Where pS- sample proportion of the characteristic equal to X/n, i.e. number of successes divided by sample size, R- the share of the characteristic in the general population, Z- critical value of the standardized normal distribution, n- sample size.

Example 3. Let's assume that a sample consisting of 100 invoices filled out during the last month is extracted from the information system. Let's say that 10 of these invoices were compiled with errors. Thus, R= 10/100 = 0.1. The 95% confidence level corresponds to the critical value Z = 1.96.

Thus, the probability that between 4.12% and 15.88% of invoices contain errors is 95%.

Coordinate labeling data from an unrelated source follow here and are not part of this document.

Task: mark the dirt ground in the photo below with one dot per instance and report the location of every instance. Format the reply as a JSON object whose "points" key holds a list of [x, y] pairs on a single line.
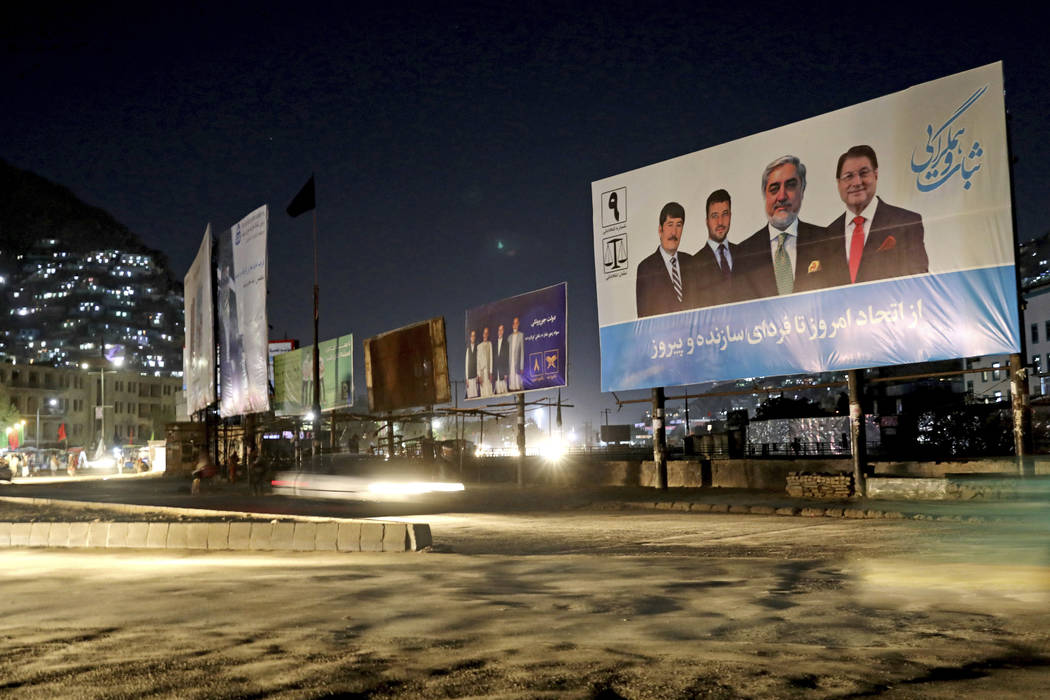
{"points": [[541, 605]]}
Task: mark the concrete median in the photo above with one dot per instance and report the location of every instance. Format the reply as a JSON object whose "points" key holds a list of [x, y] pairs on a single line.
{"points": [[173, 528]]}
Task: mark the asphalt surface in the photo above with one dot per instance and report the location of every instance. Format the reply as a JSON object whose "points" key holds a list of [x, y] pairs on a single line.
{"points": [[218, 494]]}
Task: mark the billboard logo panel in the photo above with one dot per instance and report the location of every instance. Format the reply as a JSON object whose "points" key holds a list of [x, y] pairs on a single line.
{"points": [[614, 207], [614, 252]]}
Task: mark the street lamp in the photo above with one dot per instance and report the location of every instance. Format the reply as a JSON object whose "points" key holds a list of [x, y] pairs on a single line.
{"points": [[51, 403], [117, 361]]}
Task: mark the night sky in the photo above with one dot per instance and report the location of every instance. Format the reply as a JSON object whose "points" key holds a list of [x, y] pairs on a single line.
{"points": [[454, 149]]}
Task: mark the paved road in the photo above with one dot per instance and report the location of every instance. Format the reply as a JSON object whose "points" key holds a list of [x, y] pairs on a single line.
{"points": [[564, 600]]}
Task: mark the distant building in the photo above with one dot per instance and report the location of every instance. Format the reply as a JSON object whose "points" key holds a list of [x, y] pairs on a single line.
{"points": [[64, 308], [135, 407], [1033, 261]]}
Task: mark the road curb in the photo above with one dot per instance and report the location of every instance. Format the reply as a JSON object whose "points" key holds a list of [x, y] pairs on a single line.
{"points": [[257, 532], [816, 510]]}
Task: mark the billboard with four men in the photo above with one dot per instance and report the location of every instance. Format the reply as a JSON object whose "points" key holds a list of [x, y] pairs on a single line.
{"points": [[874, 235], [517, 344]]}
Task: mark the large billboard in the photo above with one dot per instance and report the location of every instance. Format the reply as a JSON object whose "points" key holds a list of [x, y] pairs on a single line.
{"points": [[517, 344], [293, 374], [878, 234], [407, 367], [240, 277], [198, 354]]}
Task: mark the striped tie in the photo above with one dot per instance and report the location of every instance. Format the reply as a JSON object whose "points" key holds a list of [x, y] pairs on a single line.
{"points": [[675, 278], [781, 267]]}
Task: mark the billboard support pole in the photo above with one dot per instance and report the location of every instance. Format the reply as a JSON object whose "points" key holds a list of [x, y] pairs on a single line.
{"points": [[857, 437], [428, 447], [1022, 416], [659, 438], [1019, 374], [315, 446], [521, 440]]}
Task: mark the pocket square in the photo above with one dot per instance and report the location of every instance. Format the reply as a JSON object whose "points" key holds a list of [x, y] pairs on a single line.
{"points": [[887, 245]]}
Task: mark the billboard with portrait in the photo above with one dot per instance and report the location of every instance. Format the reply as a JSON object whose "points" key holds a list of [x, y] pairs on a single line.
{"points": [[878, 234], [198, 354], [407, 367], [517, 344], [240, 270], [293, 373]]}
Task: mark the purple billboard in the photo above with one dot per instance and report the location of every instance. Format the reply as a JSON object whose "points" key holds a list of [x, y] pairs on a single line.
{"points": [[517, 344]]}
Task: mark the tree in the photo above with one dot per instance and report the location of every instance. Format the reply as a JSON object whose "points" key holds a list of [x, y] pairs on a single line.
{"points": [[8, 415]]}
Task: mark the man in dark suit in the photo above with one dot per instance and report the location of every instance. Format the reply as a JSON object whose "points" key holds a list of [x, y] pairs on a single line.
{"points": [[872, 239], [714, 263], [471, 366], [665, 280], [776, 259]]}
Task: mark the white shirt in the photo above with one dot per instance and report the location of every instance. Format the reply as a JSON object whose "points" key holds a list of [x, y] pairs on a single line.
{"points": [[868, 214], [790, 244], [729, 256]]}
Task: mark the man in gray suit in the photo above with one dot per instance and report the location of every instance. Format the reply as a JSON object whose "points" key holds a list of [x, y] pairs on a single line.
{"points": [[776, 259]]}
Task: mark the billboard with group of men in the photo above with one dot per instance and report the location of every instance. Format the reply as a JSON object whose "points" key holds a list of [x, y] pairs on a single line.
{"points": [[517, 344], [874, 235], [293, 377]]}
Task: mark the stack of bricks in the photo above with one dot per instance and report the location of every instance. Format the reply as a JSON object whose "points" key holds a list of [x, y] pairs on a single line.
{"points": [[806, 485]]}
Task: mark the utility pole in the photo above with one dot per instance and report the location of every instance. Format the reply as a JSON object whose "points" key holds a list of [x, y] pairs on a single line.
{"points": [[1022, 416], [857, 438], [521, 440], [659, 438]]}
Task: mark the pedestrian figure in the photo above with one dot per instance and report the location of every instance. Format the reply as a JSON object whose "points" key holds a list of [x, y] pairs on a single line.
{"points": [[232, 464]]}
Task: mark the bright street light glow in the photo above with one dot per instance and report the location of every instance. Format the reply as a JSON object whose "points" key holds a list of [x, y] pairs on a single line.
{"points": [[412, 488]]}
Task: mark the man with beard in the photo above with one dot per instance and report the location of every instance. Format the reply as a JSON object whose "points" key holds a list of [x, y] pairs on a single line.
{"points": [[776, 259]]}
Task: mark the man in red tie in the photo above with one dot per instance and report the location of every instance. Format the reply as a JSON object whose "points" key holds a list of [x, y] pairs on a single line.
{"points": [[872, 239]]}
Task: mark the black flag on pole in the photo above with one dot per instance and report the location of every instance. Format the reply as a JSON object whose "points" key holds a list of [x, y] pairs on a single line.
{"points": [[303, 202]]}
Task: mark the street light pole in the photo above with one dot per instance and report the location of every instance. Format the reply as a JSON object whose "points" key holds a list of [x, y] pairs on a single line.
{"points": [[50, 402]]}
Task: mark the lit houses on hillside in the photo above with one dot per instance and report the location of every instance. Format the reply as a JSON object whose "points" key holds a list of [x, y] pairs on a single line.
{"points": [[63, 308]]}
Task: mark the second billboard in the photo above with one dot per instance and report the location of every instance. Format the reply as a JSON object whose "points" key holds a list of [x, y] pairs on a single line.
{"points": [[517, 344]]}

For a given sample size, the confidence interval containing the proportion of the characteristic in the population appears wider than for a continuous random variable. This is because measurements of a continuous random variable contain more information than measurements of categorical data. In other words, categorical data that takes only two values ​​contains insufficient information to estimate the parameters of their distribution.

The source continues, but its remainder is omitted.